Stefan demolka wpadł nad rzekę niczym wściekły dzik. Kiedy uciekli, zmasakrował im samochód

Stefan demolka wpadł nad rzekę niczym wściekły dzik. Kiedy uciekli, zmasakrował im samochód

zdemolował im samochód

Podaj dalej

W miniony czwartek, około godz. 8:00 rano policjanci ze Szczytna, przyjęli zgłoszenie o tym, że ktoś demoluje samochód zaparkowany na parkingu leśnym w okolicach rzeki Struga. Widok jaki zastali, robi wrażenie.

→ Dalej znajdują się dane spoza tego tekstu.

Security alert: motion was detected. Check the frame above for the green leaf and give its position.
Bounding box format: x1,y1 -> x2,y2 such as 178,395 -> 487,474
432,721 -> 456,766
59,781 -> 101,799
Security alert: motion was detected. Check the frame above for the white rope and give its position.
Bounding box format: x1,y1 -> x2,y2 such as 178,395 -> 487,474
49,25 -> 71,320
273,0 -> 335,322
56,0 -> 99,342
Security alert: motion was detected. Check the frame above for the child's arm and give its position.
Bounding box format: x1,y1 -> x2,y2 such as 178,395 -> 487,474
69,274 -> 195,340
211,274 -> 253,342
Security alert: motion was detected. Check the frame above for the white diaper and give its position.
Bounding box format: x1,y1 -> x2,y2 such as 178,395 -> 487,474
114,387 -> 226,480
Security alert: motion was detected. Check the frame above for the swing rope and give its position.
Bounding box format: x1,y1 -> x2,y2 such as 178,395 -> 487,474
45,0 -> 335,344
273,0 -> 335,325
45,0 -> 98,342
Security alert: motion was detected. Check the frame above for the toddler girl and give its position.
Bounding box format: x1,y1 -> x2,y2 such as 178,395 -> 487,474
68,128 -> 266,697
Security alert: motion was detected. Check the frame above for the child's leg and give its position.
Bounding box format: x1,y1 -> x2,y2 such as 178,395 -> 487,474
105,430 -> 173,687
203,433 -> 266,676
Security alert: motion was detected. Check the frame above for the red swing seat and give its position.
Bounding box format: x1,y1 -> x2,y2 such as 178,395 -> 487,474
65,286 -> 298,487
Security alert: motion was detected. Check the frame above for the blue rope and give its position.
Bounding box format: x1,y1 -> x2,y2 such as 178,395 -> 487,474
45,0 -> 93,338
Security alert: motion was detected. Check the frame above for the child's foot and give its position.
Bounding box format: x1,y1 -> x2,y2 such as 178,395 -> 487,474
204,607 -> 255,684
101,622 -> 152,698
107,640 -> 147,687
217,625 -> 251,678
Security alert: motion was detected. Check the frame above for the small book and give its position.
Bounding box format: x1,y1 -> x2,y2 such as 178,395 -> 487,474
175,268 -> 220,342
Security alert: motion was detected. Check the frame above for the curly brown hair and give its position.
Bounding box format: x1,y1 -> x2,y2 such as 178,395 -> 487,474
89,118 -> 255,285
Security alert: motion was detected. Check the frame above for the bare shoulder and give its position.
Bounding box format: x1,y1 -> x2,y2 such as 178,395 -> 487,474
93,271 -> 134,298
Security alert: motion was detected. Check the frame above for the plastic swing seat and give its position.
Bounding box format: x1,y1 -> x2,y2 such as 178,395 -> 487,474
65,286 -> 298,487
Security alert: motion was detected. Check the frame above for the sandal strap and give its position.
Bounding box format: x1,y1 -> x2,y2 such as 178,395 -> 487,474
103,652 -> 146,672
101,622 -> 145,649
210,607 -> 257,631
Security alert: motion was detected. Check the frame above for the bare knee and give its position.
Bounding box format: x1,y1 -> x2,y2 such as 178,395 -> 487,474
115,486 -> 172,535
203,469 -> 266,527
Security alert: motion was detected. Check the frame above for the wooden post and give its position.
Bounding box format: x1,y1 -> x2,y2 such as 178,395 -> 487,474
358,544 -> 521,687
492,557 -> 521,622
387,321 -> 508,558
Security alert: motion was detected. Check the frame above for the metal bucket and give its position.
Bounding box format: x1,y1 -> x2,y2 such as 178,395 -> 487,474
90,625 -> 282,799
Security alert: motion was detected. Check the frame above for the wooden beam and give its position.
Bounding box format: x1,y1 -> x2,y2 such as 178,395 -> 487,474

Z zemsty, że nie dał się sprowokować zdemolował mu samochód

Z relacji mężczyzny, który zgłosił dewastację samochodu, wynika, że odpoczywał nad rzeką, w towarzystwie dwójki swoich znajomych. W pewnym momencie w okolicy pojawił się agresywny właściciel Audi, który prowokował ich do bójki. Nikt z całej trójki nie miał na to ochoty, w związku z tym pospiesznie się oddalili

Agresor wpadł w szał i wskoczył na Hyundaia, którym przyjechała trójka znajomych. Bilans demolki 38-latka to, wgnieciony dach, urwane lusterka, zdemolowane drzwi, urwana maska i klapa bagażnika. Dochodzi do tego wyrwana chłodnica, pęknięta szyba czołowa oraz potłuczone przednie i tylne klosze lamp.

zdemolował im samochód

Właściciel wycenił straty na ponad 3 tysiące złotych

Właściciel samochodu, który przyjechał na miejsce zdarzenia wycenił straty na kwotę ponad 3 tys. złotych. Sprawca zniszczeń, który uciekł po dokonaniu demolki, sam stawił się na komendzie, niespełna dwa dni później.

38-latek usłyszał zarzuty i przyznał się do czynów. Niestety nie wyjawił powodów swojego zachowania. W związku z tym, w najbliższym czasie będzie mógł wystąpić przed sądem. Za demolkę Hyundaia grozi mu do pięciu lat pozbawienia wolności.